Senin, 3 Oktober 2011, 17:35 WIB
Muhammad Firman
Belum dikeluarkannya
PP sedangkan UUnya sudah hadir, menyebabkan adanya tarik ulur antara
pemerintah dengan pengusaha tentang aturan tersebut. (goodcleantech.com)
VIVAnews - Sampah
information technology
(IT), seperti sampah produk komputer, handphone dan lainnya belum dapat
didaur ulang sehingga menjadi permasalahan lingkungan tersendiri.
Padahal, sudah ada Peraturan Pemerintah (PP) untuk melaksanakan UU No 18/2007 tentang Pengelolaan Sampah agar limbah produk IT (
Information Technology) yang menyebutkan bahwa mengolah dan mendaur ulang menjadi tanggungjawab produsen.

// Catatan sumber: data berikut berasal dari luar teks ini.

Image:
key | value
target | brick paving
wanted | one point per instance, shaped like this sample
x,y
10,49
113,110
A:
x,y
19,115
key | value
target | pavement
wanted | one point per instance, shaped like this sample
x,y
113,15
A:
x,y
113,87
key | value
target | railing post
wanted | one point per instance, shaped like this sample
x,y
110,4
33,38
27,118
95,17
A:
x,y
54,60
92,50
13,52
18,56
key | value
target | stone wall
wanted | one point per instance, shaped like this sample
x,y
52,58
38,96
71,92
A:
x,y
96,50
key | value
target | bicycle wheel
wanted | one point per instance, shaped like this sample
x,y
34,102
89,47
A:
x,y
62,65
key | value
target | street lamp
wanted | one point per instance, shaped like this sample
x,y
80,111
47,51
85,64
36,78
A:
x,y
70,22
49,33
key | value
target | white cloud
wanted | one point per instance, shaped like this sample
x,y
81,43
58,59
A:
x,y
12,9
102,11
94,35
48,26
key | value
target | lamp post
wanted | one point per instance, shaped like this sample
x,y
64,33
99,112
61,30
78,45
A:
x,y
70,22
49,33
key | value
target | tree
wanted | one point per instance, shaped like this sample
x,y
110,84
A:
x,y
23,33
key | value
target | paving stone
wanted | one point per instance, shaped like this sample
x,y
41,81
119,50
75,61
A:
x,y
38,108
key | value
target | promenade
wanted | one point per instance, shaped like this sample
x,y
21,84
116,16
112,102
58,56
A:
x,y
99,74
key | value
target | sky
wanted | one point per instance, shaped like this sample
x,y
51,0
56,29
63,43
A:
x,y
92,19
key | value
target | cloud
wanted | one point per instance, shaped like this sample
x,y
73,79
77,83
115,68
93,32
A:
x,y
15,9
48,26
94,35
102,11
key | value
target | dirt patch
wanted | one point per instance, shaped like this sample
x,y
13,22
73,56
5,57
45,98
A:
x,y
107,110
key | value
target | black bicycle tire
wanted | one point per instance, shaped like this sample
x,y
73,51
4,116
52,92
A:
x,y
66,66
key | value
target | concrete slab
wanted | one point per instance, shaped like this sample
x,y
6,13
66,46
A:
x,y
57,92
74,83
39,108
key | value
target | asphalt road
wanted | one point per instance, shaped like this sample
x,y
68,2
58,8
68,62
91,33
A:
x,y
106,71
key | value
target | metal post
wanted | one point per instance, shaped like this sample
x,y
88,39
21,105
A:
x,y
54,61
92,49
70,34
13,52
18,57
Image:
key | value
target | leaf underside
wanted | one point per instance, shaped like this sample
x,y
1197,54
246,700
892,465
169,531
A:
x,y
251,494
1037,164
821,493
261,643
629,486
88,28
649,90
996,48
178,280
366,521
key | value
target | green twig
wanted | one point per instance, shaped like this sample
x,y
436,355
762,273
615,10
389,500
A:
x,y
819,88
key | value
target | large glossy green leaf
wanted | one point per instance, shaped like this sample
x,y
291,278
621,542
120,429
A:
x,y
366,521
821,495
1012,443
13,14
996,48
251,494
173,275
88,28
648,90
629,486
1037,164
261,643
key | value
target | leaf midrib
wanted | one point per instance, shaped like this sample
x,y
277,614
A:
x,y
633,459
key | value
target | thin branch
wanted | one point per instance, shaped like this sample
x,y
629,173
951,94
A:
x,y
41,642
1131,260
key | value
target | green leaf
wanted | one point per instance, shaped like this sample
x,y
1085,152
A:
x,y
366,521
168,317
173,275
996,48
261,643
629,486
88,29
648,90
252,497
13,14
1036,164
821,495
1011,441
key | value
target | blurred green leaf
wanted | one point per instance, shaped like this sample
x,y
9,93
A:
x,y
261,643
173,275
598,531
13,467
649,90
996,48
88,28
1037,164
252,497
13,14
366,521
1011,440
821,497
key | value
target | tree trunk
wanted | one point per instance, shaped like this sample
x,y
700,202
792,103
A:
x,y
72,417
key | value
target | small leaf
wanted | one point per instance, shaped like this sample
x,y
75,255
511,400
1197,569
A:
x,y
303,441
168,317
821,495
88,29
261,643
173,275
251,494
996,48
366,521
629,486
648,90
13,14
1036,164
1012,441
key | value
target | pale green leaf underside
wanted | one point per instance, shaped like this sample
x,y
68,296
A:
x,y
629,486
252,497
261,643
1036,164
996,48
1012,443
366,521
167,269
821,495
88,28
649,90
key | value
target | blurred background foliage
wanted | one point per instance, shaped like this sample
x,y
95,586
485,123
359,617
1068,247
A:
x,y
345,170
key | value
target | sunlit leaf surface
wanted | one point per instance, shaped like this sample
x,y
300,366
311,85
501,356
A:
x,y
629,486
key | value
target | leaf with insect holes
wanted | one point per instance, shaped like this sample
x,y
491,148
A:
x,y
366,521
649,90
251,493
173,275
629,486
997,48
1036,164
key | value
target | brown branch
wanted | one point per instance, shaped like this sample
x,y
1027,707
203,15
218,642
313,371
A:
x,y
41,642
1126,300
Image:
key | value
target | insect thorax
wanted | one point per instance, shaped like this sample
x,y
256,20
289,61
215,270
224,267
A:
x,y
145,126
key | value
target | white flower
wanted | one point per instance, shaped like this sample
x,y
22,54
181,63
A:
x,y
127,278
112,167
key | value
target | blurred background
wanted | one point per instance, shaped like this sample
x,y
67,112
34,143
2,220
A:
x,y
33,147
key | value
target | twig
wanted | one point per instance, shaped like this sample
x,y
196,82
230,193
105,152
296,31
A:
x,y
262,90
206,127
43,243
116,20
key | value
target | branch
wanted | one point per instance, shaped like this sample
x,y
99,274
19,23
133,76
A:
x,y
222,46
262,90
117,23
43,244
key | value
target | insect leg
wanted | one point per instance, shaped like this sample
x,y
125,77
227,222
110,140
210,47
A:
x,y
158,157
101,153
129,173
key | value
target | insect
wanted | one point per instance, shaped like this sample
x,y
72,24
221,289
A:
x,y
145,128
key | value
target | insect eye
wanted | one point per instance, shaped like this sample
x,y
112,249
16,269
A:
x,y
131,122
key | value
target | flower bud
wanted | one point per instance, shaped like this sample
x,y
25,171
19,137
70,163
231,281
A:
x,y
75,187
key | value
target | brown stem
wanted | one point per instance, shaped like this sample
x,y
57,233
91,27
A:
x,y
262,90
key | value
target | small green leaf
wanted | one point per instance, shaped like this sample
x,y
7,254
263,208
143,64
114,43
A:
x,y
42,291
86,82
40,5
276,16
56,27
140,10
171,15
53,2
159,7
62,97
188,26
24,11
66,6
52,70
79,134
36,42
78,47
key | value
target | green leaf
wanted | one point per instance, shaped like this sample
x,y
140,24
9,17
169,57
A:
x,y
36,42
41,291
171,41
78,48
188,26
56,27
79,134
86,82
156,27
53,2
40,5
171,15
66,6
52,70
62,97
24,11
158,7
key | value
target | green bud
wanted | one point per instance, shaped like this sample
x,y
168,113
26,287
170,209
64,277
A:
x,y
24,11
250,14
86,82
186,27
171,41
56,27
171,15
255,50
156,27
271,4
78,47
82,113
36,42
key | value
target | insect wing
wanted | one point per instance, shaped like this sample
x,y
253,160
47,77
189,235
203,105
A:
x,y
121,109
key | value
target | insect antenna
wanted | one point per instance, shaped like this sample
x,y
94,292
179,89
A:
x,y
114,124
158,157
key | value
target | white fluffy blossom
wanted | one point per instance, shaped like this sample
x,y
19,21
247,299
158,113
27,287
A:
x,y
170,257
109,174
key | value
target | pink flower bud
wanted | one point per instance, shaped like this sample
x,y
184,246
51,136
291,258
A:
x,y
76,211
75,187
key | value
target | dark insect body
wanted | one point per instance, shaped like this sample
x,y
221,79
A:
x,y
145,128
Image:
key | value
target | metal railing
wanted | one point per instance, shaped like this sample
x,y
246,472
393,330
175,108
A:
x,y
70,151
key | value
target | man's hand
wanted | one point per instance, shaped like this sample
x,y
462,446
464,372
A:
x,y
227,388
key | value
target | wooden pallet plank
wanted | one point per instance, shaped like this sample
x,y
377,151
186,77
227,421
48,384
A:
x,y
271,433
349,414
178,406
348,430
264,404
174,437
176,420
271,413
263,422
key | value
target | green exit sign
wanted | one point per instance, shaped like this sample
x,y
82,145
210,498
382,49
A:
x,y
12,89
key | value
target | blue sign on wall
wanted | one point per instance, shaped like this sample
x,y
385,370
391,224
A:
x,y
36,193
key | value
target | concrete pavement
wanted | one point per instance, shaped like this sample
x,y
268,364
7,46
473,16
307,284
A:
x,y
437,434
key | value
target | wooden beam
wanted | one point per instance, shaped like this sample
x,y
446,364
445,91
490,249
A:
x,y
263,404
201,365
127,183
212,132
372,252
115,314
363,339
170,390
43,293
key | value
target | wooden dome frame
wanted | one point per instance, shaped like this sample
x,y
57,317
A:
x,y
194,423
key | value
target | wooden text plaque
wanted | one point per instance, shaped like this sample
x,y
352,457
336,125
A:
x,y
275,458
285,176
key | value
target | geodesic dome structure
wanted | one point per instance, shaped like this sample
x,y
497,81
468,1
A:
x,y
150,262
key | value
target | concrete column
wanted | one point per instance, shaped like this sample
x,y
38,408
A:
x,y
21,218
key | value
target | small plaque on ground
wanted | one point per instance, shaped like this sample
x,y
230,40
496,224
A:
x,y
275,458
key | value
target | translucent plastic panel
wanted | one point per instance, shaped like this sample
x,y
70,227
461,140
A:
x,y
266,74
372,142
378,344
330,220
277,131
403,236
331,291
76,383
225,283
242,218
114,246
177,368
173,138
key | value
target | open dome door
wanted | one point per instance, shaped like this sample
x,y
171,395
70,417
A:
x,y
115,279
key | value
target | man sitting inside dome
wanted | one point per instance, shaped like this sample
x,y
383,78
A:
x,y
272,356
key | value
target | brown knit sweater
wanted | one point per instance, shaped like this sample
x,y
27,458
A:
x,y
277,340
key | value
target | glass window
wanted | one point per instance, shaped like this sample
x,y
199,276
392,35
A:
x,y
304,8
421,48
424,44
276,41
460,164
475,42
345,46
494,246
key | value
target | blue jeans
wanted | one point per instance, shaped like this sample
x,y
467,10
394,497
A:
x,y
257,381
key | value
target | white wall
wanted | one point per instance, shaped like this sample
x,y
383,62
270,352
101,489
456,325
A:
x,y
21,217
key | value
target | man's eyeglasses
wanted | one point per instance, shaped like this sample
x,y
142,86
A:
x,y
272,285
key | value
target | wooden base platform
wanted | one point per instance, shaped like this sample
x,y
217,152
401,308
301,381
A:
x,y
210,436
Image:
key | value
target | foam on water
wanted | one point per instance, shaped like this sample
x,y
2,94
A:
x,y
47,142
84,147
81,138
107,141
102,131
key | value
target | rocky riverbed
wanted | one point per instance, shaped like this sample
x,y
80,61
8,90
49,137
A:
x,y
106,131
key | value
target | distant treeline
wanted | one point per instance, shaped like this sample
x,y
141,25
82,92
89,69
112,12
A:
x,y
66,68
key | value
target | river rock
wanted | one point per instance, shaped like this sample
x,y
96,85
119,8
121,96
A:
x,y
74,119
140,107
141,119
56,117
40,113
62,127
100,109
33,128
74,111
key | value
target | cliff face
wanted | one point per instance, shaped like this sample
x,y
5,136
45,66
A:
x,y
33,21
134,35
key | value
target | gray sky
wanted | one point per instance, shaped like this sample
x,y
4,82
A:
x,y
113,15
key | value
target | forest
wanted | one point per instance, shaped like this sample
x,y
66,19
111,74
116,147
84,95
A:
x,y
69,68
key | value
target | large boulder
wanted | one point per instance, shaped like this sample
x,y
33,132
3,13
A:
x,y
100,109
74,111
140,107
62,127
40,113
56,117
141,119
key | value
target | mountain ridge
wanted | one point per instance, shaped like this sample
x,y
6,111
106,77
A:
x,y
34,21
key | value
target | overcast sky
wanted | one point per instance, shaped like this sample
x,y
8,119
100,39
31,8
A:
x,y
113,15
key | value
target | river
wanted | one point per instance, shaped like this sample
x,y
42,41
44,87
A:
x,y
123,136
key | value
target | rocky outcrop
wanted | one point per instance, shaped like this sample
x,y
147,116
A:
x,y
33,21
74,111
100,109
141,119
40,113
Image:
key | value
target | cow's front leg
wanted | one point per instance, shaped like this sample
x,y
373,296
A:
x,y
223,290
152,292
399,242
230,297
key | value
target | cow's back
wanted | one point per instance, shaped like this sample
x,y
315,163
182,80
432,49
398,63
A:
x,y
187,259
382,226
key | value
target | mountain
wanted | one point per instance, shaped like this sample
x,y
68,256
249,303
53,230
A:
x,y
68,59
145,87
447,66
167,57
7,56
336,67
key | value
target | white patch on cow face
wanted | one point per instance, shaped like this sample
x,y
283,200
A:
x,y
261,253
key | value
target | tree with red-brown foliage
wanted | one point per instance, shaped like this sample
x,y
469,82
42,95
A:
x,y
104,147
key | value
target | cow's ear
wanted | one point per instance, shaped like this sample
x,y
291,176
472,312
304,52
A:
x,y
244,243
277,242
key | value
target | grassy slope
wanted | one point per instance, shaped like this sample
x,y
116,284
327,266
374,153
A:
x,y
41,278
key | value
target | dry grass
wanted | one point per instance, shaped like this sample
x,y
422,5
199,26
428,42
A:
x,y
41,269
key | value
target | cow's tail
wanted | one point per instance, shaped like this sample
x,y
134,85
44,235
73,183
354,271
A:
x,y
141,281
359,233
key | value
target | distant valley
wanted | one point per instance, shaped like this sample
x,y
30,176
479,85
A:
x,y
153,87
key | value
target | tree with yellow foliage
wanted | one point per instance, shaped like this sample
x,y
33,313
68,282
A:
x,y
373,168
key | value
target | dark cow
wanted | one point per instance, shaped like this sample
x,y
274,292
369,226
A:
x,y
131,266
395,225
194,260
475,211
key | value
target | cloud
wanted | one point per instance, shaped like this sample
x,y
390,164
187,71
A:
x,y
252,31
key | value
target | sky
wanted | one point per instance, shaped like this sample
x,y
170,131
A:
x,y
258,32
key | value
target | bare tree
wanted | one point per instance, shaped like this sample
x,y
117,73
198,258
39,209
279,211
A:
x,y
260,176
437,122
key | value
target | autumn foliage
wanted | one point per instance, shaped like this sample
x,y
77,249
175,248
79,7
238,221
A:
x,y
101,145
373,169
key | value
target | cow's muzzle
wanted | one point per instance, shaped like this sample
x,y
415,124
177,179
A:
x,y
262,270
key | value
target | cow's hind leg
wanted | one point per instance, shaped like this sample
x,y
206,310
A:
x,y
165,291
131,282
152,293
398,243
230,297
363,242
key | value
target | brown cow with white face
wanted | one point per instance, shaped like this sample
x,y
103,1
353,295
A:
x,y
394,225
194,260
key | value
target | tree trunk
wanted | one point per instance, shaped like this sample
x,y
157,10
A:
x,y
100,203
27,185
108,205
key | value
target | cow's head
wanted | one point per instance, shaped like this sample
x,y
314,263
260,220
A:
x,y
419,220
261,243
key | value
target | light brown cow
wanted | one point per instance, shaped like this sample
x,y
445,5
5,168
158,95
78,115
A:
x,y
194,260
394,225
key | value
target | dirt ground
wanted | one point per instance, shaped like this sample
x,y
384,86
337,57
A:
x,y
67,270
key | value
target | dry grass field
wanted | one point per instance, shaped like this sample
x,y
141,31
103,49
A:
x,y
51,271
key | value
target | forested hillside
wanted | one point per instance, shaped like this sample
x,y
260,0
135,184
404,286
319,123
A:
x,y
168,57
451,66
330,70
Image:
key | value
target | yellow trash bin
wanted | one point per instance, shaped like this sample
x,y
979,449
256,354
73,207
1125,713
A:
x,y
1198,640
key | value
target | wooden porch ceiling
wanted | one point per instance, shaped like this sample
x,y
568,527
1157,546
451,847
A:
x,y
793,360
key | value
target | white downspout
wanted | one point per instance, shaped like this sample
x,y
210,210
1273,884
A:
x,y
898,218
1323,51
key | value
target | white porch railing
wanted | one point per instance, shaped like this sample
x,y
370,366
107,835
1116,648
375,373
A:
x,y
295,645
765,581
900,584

Namun demikian, hingga saat ini UU tersebut belum dapat dilaksanakan secara baik.
Hal
tersebut diungkapkan oleh Asisten Deputi Urusan Peningkatan Peran
Organisasi Kemasyarakatan pada Kementerian Lingkungan Hidup, Basuki
Widodo Wahyuni Sambodo, mewakili Menteri Lingkungan Hidup, pada Seminar
Nasional Green IT Di Jogja Expo Center, 3 Oktober 2011.
“Sampai saat ini, sampah produk IT seperti
handphone,
komputer, dan lainnya masih sulit didaur ulang dan telah menjadi
permasalahan lingkungan,” ucap Basuki. “Untuk itu, sebelum semuanya
terlanjur parah maka perlu segera ada aturan yang jelas,” ucapnya.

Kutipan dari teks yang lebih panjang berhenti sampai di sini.